A Unified Charge-Dependent Modulation Model for AMS-02 Proton and Antiproton Fluxes during Solar Minimum

TL;DR

This paper presents a comprehensive charge-dependent solar modulation model for cosmic ray protons and antiprotons during solar minimum, integrating drift effects and using neural networks for efficient parameter fitting.

Contribution

It introduces a unified, charge-dependent modulation model that self-consistently includes drift effects and employs neural networks for rapid parameter estimation.

Findings

Model accurately fits AMS-02 proton and antiproton flux data.

Provides a physically consistent description of charge-dependent solar modulation.
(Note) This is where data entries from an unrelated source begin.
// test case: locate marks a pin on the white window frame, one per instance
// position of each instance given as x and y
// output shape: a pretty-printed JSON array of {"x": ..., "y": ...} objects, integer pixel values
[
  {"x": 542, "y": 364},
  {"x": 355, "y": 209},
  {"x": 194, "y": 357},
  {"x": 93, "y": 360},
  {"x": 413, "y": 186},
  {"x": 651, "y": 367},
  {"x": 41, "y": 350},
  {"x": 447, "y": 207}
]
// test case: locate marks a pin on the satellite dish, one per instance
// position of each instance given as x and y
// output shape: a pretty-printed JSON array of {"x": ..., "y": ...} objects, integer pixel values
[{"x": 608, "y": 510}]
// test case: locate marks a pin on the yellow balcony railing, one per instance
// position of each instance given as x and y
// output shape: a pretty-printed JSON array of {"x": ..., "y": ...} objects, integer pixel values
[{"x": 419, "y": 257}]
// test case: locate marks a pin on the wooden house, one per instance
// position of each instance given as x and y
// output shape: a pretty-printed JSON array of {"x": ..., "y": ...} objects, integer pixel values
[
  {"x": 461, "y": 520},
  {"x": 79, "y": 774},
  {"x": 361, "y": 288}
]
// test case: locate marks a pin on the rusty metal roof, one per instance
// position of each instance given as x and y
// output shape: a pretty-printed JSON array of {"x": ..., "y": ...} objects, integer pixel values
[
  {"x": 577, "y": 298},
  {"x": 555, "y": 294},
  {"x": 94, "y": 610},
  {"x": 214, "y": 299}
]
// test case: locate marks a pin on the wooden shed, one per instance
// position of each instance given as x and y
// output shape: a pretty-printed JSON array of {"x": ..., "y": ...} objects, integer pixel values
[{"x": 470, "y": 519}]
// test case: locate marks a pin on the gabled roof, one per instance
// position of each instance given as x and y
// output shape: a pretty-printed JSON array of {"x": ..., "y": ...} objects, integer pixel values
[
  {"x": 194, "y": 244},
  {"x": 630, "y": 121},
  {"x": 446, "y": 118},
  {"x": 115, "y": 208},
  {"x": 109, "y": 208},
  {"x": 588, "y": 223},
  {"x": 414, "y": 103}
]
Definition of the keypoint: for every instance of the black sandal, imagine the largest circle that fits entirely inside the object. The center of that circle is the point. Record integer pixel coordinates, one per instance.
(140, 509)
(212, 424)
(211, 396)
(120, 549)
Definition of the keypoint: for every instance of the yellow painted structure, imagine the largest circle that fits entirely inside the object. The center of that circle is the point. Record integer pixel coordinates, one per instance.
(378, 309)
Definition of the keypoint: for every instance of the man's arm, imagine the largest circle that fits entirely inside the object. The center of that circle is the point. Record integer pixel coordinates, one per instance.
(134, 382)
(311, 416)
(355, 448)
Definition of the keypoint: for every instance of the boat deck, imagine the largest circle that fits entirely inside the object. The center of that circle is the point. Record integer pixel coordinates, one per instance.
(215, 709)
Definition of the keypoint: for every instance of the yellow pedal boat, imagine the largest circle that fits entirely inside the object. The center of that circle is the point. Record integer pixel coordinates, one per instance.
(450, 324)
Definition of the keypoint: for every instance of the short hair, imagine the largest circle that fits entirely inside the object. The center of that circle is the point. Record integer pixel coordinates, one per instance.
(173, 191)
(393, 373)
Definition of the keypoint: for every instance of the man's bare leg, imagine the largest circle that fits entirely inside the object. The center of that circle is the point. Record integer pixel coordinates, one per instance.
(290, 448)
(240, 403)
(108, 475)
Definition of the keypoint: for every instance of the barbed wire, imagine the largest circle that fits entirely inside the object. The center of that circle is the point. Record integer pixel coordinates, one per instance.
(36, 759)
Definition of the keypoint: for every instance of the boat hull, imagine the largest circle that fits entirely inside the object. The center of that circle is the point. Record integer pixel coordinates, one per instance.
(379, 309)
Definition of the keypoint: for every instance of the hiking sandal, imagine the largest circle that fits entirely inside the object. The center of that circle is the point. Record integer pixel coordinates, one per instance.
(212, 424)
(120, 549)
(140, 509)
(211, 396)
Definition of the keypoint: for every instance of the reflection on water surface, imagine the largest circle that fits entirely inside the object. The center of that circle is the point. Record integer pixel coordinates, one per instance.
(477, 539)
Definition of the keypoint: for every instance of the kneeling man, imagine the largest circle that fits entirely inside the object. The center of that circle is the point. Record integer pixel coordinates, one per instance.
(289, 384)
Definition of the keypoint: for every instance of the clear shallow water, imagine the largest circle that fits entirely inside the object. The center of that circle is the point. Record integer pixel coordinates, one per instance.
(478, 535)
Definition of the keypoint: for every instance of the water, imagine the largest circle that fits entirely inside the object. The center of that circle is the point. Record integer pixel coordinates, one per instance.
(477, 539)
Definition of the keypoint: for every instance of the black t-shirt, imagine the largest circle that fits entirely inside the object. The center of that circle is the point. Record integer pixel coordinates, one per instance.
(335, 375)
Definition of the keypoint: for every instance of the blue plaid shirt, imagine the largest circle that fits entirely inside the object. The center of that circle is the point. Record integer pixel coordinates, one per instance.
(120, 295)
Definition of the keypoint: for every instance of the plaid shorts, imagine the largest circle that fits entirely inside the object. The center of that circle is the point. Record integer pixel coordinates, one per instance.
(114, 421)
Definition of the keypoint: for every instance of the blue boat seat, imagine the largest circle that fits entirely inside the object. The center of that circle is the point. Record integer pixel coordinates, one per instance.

Demonstrates the effectiveness of neural networks in cosmic ray propagation modeling.

Abstract

We develop a unified charge-dependent solar modulation model by solving the three-dimensional Parker transport equation, incorporating a realistic wavy heliospheric current sheet to treat drift effects self-consistently. Using a local interstellar spectrum from GALPROP constrained by Voyager data, we fit the model to time-resolved proton and antiproton fluxes measured by the Alpha Magnetic Spectrometer - 02 (AMS-02) during the solar-quiet period (May 2011 to June 2022). To enable rapid parameter scans, we employ neural-network-based surrogate models to compute propagation and modulation matrices efficiently. The results demonstrate that the model simultaneously describes the observed proton and antiproton fluxes with physically reasonable parameters, providing a unified account of charge-dependent modulation.